Брюнья, выросшая без родительского прошлого, хранила к маме уважение. От того с колыбельных игрушек пошла в нее. Хребет вытянулся дрожащий, суховатый, скрипучий, и лишь крепкость и припухлость отца, словно броней, прикрывали жилы. Крупный, кругловатый выпяченный подбородок тоже перенял зерновую отцовскую породу по наследству, однако та смешалась с маминой остротой: жирок, натянутый на жестко вставшие кости, обвисал, придавая лицу Брюньи одутловатость. Брови лежали без изгиба, как положенные над глазами перья ястреба. Подвешенные на почтении, отношения с Астдёгг тянулись бельевой веревкой, связывающей их от ужина до ужина. Наивным ребенком, она ценила, что кто-то ставил перед ней обед, но все еще ждала от мамы заботы, знавшая, как холят и лелеят других девочек, – пиши Брюнья легенду, обязательно бы рассказала, что героине и мужа, и друзей, и занятие по душе выбрала мама, от большой любви и участливости. Пока же о подобном приходились робкие мечты, потому как Астдёгг, проста на принципы, повторялась: «Детям главное расти, росту главное – еда. Жрачка сварена, и хватит». Прибавляя, впрочем: «Сначала работу сделаешь, потом иди на четыре стороны». Она ведь и сама отпахивала себе защищенное от морозов и дождей место.

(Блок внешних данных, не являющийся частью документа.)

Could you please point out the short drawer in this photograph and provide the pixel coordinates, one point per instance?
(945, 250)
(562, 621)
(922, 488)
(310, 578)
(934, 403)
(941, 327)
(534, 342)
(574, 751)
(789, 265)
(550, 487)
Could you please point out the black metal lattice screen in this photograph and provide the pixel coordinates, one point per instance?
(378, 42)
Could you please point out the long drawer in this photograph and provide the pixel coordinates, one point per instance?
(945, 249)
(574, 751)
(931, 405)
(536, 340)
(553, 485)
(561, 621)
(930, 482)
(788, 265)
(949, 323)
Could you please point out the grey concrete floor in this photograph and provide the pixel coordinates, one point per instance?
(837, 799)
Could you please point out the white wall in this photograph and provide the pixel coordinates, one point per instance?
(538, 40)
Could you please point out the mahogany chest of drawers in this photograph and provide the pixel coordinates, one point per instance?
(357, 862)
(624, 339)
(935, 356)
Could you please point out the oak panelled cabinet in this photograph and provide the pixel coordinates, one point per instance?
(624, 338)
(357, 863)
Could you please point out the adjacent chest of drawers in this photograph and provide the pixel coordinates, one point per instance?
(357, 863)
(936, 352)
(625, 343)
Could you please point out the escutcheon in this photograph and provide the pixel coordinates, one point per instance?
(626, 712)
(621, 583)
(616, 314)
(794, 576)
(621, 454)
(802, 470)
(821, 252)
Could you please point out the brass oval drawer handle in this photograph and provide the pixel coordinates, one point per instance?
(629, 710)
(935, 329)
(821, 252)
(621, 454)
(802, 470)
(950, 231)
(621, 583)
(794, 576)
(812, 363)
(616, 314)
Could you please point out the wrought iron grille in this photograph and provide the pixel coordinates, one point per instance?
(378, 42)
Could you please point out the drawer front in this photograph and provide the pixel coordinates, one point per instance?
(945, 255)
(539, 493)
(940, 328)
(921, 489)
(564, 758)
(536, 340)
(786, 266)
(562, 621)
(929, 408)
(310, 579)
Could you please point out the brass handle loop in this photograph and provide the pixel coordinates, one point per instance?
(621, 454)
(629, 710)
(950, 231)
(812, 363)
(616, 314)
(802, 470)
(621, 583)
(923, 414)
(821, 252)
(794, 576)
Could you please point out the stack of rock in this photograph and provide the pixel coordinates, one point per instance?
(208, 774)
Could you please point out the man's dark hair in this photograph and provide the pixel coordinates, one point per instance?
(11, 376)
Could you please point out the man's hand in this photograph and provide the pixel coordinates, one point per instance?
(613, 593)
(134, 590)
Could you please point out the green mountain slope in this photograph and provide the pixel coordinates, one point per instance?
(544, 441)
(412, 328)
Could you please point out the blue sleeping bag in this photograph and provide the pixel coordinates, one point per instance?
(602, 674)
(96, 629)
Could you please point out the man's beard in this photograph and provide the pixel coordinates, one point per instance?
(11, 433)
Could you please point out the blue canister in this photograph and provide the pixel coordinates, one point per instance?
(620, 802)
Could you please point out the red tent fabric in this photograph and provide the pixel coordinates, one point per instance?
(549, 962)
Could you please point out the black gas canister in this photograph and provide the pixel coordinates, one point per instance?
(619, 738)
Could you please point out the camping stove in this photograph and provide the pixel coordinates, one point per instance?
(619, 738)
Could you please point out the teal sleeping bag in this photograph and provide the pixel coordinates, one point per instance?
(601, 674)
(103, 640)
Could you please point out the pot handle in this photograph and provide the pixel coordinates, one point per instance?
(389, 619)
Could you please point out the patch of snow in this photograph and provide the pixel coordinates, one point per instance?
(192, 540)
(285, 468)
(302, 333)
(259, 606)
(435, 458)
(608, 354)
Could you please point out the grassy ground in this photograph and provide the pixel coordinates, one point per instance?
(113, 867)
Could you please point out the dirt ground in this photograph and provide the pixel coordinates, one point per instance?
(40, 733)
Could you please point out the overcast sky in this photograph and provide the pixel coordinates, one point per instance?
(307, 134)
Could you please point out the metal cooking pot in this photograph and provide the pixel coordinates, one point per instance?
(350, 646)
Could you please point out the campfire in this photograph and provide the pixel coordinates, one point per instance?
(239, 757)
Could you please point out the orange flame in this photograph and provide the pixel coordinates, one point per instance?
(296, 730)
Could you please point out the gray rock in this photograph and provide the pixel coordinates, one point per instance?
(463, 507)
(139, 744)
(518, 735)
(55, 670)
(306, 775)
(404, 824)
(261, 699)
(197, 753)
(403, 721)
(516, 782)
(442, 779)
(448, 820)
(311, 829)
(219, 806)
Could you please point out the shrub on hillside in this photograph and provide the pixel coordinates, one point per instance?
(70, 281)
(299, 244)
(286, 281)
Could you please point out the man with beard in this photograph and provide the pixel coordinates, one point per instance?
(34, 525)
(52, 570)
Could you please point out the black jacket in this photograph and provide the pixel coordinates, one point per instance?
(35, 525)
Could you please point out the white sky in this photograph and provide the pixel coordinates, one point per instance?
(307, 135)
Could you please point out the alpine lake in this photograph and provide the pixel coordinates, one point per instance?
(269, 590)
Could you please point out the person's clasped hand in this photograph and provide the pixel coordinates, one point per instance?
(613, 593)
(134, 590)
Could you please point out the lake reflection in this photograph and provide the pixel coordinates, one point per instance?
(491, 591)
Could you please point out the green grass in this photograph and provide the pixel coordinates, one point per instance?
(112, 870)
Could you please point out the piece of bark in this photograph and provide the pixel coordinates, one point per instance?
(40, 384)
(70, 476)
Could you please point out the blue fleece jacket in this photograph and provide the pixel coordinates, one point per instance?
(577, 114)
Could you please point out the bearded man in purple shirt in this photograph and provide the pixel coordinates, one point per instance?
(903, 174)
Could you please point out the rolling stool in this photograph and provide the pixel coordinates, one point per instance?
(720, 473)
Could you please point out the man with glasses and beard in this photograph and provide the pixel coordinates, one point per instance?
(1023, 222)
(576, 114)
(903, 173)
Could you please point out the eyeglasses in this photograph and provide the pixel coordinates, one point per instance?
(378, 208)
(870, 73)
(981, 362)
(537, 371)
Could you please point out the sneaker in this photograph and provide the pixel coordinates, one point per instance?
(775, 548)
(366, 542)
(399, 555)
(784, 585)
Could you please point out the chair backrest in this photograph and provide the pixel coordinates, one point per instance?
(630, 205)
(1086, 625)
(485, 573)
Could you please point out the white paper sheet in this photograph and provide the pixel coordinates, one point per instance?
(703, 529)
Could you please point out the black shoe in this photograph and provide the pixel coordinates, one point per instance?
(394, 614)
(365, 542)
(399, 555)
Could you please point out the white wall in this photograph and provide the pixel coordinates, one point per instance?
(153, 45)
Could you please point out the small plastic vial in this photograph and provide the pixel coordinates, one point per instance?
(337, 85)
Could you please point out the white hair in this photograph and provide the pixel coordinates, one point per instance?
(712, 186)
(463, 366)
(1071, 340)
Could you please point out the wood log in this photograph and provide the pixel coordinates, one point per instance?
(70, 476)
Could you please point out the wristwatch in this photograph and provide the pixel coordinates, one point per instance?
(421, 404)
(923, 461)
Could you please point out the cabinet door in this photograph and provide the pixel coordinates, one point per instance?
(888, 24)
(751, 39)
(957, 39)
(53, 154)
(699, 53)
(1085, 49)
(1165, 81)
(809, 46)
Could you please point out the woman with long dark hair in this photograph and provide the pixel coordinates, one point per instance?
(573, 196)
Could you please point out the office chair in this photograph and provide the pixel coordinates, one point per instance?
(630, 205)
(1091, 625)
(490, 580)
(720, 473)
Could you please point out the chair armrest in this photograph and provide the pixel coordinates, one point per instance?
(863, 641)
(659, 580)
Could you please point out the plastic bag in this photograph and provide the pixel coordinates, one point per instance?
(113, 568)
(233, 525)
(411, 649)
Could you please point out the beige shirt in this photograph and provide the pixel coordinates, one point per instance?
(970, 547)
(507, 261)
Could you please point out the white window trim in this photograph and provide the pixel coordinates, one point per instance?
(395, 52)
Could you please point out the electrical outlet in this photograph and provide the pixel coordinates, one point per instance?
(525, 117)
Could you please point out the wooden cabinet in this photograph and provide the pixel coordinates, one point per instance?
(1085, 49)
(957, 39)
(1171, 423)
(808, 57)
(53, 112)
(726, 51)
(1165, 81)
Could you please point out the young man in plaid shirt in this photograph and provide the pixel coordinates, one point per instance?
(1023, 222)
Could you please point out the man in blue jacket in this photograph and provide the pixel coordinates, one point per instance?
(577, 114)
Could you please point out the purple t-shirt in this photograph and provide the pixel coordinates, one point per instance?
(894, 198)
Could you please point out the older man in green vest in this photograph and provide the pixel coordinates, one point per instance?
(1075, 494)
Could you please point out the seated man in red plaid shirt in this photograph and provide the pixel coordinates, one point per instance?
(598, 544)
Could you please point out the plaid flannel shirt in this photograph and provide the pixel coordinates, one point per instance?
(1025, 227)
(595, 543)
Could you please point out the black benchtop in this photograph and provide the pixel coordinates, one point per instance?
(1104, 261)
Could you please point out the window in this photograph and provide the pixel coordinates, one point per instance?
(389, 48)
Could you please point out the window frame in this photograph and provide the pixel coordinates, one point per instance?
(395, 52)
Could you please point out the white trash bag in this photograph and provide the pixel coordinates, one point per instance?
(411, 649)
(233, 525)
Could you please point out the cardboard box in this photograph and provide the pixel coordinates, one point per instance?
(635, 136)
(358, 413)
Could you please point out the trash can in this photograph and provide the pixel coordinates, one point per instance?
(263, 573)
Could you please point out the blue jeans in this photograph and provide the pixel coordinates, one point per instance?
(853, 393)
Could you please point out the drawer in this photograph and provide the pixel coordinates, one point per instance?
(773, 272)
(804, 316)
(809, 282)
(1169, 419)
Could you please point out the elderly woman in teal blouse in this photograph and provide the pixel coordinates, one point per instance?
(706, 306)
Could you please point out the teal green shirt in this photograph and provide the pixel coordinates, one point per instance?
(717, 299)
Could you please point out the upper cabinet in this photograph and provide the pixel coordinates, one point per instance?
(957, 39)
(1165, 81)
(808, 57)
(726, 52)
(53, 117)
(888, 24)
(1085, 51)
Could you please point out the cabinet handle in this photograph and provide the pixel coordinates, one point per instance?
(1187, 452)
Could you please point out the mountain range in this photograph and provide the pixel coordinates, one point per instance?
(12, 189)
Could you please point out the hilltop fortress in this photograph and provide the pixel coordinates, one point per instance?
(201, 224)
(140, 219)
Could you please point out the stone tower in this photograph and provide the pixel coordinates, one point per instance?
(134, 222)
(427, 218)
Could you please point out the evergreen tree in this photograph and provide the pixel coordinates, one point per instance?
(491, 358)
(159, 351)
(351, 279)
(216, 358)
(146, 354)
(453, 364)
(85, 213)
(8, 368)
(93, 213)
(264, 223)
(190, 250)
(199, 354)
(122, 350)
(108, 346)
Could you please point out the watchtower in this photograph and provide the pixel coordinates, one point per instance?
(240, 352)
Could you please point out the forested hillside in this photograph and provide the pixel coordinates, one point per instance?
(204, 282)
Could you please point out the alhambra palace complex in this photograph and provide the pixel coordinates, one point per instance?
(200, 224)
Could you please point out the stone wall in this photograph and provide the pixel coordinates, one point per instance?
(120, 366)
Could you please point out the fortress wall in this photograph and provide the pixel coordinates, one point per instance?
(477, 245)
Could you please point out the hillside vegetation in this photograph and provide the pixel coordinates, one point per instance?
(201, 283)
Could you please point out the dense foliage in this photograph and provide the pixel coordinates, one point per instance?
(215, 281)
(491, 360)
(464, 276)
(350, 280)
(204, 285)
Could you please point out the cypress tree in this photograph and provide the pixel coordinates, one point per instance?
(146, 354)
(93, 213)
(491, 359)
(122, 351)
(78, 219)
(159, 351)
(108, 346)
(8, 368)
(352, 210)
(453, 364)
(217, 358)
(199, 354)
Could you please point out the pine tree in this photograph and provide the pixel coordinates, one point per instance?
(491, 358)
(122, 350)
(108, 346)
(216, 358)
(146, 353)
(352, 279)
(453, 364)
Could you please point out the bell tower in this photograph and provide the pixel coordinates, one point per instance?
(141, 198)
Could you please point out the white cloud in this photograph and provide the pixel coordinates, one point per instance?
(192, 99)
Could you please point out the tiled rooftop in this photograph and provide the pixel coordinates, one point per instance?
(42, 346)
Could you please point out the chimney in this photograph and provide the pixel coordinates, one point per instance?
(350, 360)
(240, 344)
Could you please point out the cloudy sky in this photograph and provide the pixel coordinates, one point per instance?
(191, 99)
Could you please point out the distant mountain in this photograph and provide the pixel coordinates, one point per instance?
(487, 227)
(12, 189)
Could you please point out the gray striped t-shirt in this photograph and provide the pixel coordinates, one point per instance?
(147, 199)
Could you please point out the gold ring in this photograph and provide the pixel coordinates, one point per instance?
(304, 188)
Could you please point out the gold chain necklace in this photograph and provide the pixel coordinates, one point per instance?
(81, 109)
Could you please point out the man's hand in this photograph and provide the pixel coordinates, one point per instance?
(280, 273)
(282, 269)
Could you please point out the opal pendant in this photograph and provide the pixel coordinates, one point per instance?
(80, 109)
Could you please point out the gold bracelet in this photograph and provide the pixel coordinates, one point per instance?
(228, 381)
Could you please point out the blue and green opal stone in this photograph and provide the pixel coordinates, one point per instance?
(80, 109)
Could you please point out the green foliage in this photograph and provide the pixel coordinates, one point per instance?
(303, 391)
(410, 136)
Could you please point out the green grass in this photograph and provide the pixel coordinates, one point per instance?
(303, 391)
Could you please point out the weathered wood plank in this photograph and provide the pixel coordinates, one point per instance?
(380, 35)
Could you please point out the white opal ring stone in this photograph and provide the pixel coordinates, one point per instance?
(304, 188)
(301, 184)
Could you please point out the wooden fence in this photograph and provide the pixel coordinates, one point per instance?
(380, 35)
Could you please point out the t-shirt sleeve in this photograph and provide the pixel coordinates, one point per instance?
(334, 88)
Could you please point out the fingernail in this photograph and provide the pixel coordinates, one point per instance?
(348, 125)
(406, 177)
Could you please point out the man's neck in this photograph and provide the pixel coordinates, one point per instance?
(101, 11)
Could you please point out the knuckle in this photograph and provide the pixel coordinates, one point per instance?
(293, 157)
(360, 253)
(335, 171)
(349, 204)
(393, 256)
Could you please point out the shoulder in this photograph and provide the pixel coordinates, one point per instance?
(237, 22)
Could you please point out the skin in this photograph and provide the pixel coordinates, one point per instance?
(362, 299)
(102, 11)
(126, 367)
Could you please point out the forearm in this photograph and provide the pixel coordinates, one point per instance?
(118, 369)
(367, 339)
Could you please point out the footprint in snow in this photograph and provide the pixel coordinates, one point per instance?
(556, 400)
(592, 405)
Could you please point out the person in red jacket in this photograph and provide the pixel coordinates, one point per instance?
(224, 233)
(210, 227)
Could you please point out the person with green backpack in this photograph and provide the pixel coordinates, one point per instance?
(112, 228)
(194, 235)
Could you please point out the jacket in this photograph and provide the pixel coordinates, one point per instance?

Денег в доме не водилось, спасало хозяйство. Так, скребли на полушубки да тапки. Раньше Брюнье удавалась урвать медяк на бусы, блестящие камешки с ниткой, которые на досуге, когда везло на свободный час, она могла собрать, а позже и оно, милое скромное увлечение, прекратилось. Мама хворала. Топил бы кто печь, покуда сама не умеет, та держалась за отца, а от эмоций, понабравшихся у рыбаков, закипала, не в силе с ними справиться: не звал замуж никакой моряк, Астдёгг печалилась, не чувствуя себя востребованной, и от униженности с каждым днем бледнела больше. Муж не вел с ней разговоров ни о бурях за окном, ни о болезнях, однако лекари-травницы тоже чего-то стоили, кровно нажитых. Он выкладывал.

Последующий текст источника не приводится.